"That Fucking Feeling" d'Adam Green : un chef d'œuvre de 20 minutes...
Comme pour son – déjà très réussi – album précédent, Engine of Paradise, le nouvel Adam Green, au titre sans ambages, That Fucking Feeling, dépasse à peine les 20 minutes. On connaît bien des mélomanes qui refusent d’appeler ça un album, un LP (pour Long-Play !), et qui nous accusent, nous les fans absolus du New Yorkais cool et déjanté, d’encourager sa paresse naturelle en célébrant des productions aussi… réduites ! Mais le fait est, à notre humble avis, que That Fucking Feeling, avec ses 10 chansons (la plupart aux alentours de 1 minute 30, montre en main…), fait preuve de plus de créativité, et donne bien plus d’occasions de se réjouir que la majorité des disques parus ces derniers mois qui étirent leurs maigres idées sur une heure remplie de redondances.
Et puis, on le sait bien depuis les Moldy Peaches, Adam Green ne fait rien comme tout le monde, et c’est même une autre raison – outre son talent mélodique et son habileté à trousser des textes réjouissants – pour laquelle on l’aime ! Parfois présenté comme un (autre) disque de confinement, ce nouvel album ne manque pourtant pas de chansons « à grand format », quasiment cinématographiques malgré leur courte durée… ainsi la superbe introduction de Blackout et son texte malin : « Do you think of yourself as someone you have not killed ? /… / Like a serial killer of self ? » (Vous considérez-vous comme quelqu’un que vous n’avez pas tué ? /… / Comme un tueur en série de vous-même ?), les violons tziganes du réjouissant, et… tourbillonnant Red Copper Room, qui évoque certaines envolées de Leonard Cohen quand il partait à la recherche de ses racines, l’ambiance spaghetti western, voire « tarantinienne » de All Hell Breaks Loose.
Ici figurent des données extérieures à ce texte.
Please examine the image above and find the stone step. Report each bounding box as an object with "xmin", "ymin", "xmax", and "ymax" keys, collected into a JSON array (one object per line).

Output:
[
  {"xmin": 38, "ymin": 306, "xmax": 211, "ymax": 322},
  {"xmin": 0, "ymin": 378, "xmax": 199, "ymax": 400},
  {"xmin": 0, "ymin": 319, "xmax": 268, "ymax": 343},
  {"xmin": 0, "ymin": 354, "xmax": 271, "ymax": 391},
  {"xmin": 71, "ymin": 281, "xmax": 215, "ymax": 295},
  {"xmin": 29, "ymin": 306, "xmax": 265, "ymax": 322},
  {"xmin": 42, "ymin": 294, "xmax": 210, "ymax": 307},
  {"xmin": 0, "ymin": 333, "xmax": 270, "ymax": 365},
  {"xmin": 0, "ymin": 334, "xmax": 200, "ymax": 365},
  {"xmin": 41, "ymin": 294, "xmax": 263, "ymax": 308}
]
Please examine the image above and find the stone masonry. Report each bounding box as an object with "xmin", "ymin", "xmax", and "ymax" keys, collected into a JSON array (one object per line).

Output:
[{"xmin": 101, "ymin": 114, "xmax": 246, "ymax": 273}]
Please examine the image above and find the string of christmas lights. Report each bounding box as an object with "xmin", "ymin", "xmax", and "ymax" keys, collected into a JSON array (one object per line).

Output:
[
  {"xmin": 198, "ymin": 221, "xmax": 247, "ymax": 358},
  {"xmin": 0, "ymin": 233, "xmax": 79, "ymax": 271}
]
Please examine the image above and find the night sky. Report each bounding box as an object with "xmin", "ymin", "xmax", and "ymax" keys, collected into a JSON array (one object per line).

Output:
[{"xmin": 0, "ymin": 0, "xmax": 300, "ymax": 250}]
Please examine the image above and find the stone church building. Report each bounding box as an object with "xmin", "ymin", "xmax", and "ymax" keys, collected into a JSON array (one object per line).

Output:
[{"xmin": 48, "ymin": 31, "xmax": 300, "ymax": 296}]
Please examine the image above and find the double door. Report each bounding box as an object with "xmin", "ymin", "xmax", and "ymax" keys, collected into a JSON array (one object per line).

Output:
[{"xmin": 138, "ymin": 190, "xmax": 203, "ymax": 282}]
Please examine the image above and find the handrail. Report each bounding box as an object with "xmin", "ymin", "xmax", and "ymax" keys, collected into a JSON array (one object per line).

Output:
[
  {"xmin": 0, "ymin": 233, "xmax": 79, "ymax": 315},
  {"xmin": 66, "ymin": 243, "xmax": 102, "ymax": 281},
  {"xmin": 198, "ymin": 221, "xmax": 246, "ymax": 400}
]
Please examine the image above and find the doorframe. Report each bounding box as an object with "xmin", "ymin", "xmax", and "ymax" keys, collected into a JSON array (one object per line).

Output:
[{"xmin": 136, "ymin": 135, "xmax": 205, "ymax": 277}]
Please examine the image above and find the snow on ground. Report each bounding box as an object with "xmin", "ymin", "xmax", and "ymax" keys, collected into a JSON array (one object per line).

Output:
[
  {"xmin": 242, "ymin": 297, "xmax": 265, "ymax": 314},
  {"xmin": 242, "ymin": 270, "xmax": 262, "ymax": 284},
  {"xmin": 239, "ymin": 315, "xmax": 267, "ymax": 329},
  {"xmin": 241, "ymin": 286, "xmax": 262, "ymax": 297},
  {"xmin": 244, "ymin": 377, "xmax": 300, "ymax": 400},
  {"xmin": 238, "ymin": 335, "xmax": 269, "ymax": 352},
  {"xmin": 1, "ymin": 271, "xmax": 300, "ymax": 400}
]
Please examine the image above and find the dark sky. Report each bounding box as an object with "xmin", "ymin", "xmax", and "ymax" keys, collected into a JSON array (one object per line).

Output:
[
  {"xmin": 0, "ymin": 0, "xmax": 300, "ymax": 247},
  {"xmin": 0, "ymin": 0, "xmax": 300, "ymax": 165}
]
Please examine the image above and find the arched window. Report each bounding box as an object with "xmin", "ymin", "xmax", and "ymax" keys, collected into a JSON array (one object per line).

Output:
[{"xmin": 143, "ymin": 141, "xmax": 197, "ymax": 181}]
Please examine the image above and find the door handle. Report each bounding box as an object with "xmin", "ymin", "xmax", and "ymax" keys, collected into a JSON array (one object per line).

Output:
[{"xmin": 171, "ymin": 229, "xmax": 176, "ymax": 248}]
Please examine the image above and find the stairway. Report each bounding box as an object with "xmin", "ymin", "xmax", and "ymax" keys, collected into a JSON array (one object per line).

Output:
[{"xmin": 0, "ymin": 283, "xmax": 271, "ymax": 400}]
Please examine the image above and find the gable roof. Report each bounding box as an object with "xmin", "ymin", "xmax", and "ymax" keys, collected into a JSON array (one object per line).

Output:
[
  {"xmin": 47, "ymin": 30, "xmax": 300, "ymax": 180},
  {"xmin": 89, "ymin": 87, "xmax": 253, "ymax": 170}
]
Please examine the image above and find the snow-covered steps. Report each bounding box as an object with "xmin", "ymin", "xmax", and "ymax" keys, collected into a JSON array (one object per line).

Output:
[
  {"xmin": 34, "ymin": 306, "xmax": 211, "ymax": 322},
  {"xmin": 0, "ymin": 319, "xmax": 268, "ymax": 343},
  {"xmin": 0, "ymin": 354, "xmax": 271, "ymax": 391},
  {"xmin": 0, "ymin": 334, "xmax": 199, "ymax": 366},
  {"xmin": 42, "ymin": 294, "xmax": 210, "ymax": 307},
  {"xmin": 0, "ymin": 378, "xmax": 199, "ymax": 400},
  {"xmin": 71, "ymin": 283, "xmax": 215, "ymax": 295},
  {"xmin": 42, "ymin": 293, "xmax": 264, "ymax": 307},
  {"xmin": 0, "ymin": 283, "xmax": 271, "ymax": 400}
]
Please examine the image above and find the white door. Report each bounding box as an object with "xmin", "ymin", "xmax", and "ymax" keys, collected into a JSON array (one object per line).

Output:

Il y a aussi la blague biblique de Dreidels of Fire (« How the fuck do you explain that shit ? » – « Comment putain expliques-tu cette merde ? » ) qui est tellement typique de ce qu’on qualifie d’humour juif new yorkais, à la fois léger, cynique, et imprégné d’une crainte profonde vis-à-vis de cette religion dont on ne s’ échappe jamais vraiment… Même si, à la fin, les doutes les plus profonds se ramènent à la douleur d’un cœur brisé, de l’échec d’une relation : « She turned my festival of light to a festival of pain » (« Elle a transformé mon festival de lumière en un festival de douleur »).
L’album joue pleinement l’alternance entre ces chansons, presque inhabituellement ambitieuses, et de simples mais beaux moments intimistes, simplement interprétés en solo à la guitare acoustique : That Fucking Feeling, la chanson (« When the treasure’s blinding / and the pleasure’s aching / I have got a little bit of pain / that makes the truth so hard » – « Quand le trésor m’aveugle / et que le plaisir m’est douloureux / j’ai un peu mal / ça rend la vérité si dure ») dont émane une tristesse tranquille mais profonde, Bitter Hearts et son constat pas très réjouissant sur l’état de nos relations (« Bitter Hearts approve of my sentencing / Now everyone loves everything » – « les cœurs amers approuvent ma condamnation / Maintenant, tout le monde aime tout »), ou encore la bouleversante conclusion métaphorique d’un Little Failure (« Others have promised promethean light / They don’t have the strength to put up my fight » – « D’autres ont promis la lumière prométhéenne / Ils n’ont pas la force de me battre ») qui rapproche à nouveau Green de la poésie de Cohen.
Mais la plus belle chanson, celle où Adam arrête de faire le malin, sans pour autant se limiter à un folk lo-fi devenu un peu trop aisé pour lui, c’est la remarquable What’s Her Face, un nouveau bijou à rajouter à la tiare déjà étincelante de ce véritable monarque contemporain de la composition « classique » : le genre de morceau parfait pour lequel nombre d’artistes vendraient leur âme au diable, et qui nous rend Adam Green tellement cher.
« Thank heavens you know me now / I’m in love with What’s Her Face » (« Dieu merci, vous me connaissez maintenant / Je suis amoureux de « mais c’est quoi son visage » »)
20 minutes, c’est court, mais 20 minutes d’une musique aussi… sublime ont tout de la plus belle consolation possible en ces temps amers.